Experiences with water management were shared between FoEME staff and members of the Mushnikove, Lubinje Eperme, Nebregosht, and Manastirica villages in the Prizren Municipality. The decentralized water management system existing in these villages was explained; it is organized in such a way that it seems as if the municipalities own it themselves, with disputes between villages being resolved by special judges. The villages demonstrated impressive resourcefulness when making direct contributions, both financially and in providing a work force to upgrade the water supply’s infrastructure. While Rashad Tayem very much admired the level of community organization; others suggested that from their experience in FoEME, such management is unsustainable on the long run. Mohammad Obeidallah recommended developing a regional water management plan in order to avoid disputes, which would also ensure water security and conservation in the future.

FoEME staff discovered that there is no wastewater collection system. This means that sewage water mixes with surface water, as Hana al-Asa’d witnessed by “sewer pipes emerging from houses, dumping wastewater in a stream. Furthermore,” she says, “many rivers and streams are severely polluted with industrial water coming from the brown coal factory.” This of course has a severe negative impact on public health, as a Red Cross representative explained in one of the meetings.

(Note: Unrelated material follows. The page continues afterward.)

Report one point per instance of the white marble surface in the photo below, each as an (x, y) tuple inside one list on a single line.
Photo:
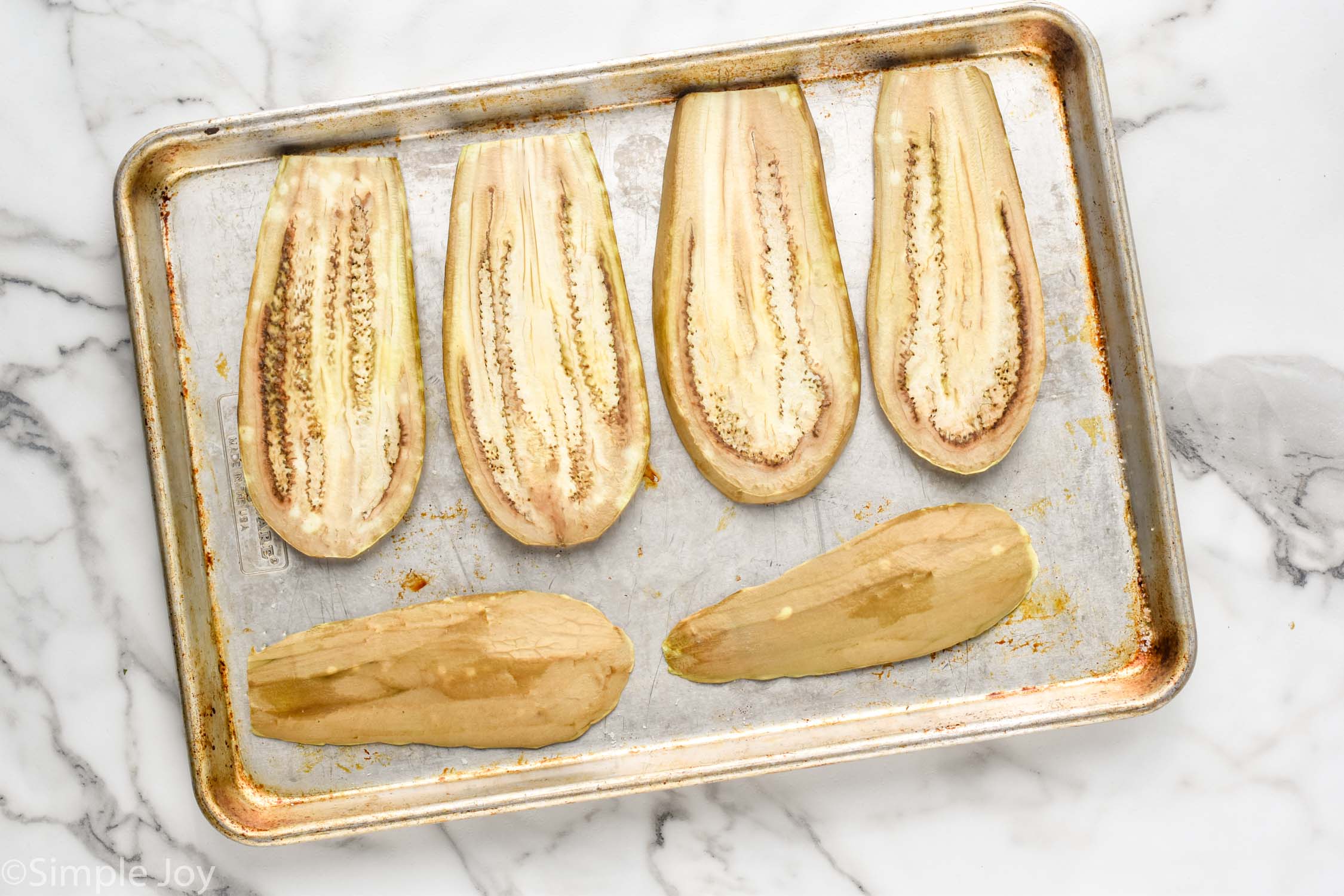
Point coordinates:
[(1232, 122)]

Evaluating the trip, Abdel Rahman Sultan stated that it was “successful by all means” and there were many lessons learned and many more to be learned. The Kosovo partner, though “small, is very well connected” and “a few steps ahead of us” in their efficient and progressive use of institutions. This was demonstrated on the third day, which was filled with meetings coordinated by institutional representatives. At the round table session, finalizing the visit, FoEME issued a warning that Kosovo may be moving towards a water crisis similar to the one at hand in the Middle East, due to lack of regional water management. It was advised to encourage a change of policy, because, as Sultan told his FIQ colleagues “if you continue, you will end like us.” Amy Lipman Avizohar added on a more optimistic note, that “any change in policy should be complemented with environmental education for the young generation, who will be tomorrow’s teachers, water engineers, town planners and peacemakers”. The round table session provided hope, as FIQ representatives seemed to view FoEME and the Middle East as an example, and FoEME staff were requested for mediation and consultation help.

The trip was regarded as very successful, with good cooperation occurring. Additionally there was an overall sentiment of it being a learning experience on “many levels”. FoEME is confident that this positive experience will continue and be furthered when we host the Kosovo delegation in November of this year.